The decision to use two different adenoviruses (rAd26 in the first dose and rAd5 in the second) further complicates production. Russia has had greater shortfalls producing rAd5 for the second dose, meaning recipients in several countries have experienced long waits for the follow-up shot. Recognizing it had a problem, RDIF rolled out “Sputnik Light” in May 2021 with a purported 79.4 percent efficacy rate. Yet, Sputnik Light is essentially just the first dose of Sputnik V without the harder-to-produce second. It is not the Russian version of the one-shot Johnson & Johnson, just the first half of Sputnik V. Since its rollout in Russia, the RDIF has claimed that Sputnik Light’s efficacy may be as high as 93 percent, based on small-sample studies from Argentina, Libya, and Paraguay.
If Sputnik Is Not As Successful As Claimed, Why Has There Been So Much Hype and Concern About It?
Sputnik V has its own social media presence—on Facebook, Instagram, and Twitter. The RDIF’s public relations machine highlights virtually every delivery of the drug across the world, no matter how small or delayed. Press releases note that the drug is “registered” in over seventy countries.

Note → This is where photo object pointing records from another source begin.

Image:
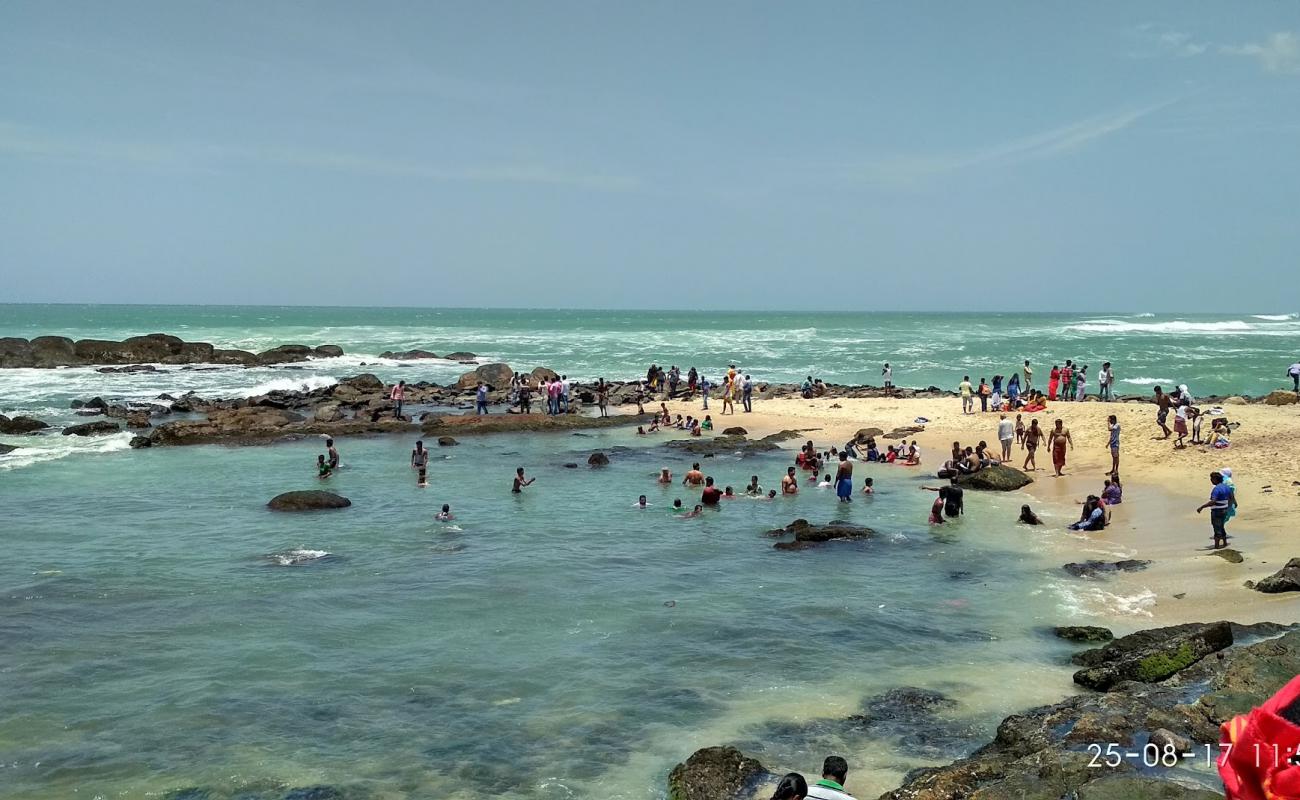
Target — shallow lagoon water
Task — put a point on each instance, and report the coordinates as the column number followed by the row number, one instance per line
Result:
column 555, row 644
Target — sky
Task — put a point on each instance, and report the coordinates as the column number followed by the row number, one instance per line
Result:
column 1092, row 156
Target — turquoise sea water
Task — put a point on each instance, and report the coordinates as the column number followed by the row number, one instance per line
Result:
column 155, row 634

Russian state media do not, though, report the fact that many of the countries that have registered it are not using it, either because Russia cannot deliver, because it is more expensive, or due to new safety concerns or the lack of local demand. They have also avoided addressing delivery shortfalls and the growing anger toward Russia in places that once embraced Sputnik V. One distributor in India, for example, imported 3 million vials of Sputnik V but has administered less than 950,000 doses so far, and some private clinics have canceled orders. Yet, the country still has plans to produce 850 million more vaccines per year. Sputnik V costs nearly 50 percent more than the AstraZeneca vaccine on the Indian private market and must be stored at -18 degrees Celsius (-0.4 degrees Fahrenheit), making it less economic and more cumbersome to use in a country like India.
Sputnik V has also run into regulatory hurdles. The World Health Organization in September 2021 stopped its emergency review over insufficient data and quality control issues at a Russian factory. According to press reports, formal approval is not expected before the first quarter of 2022 at the earliest. South Africa thus far has refused emergency-use authorization, citing multiple safety and data transparency concerns. South African regulators have also raised concerns that the formula used in the vaccine’s second dose may not be safe for use in a population with high HIV positivity rates, as noted in its October 18 press release announcing its decision to defer approval of the Russian vaccine. This announcement caused neighboring Namibia to stop using the vaccine. Brazil had similar safety and quality control concerns. It eventually approved Sputnik V only for use among healthy adults and with several stringent conditions.
The vaccine is not approved for use in Canada, China, the European Union, Japan, South Korea, South Africa, or the United States. That compounds Sputnik V’s authorization review in multiple countries that see these jurisdictions as credible regulators and look to them for guidance in evaluating new drugs.
Correction: This piece has been updated to reflect the latest information on Russia’s vaccinated population, a more accurate description of Sputnik V’s construction, RDIF’s response to international production delays, and a more nuanced description of the response by African authorities to Russia’s vaccine.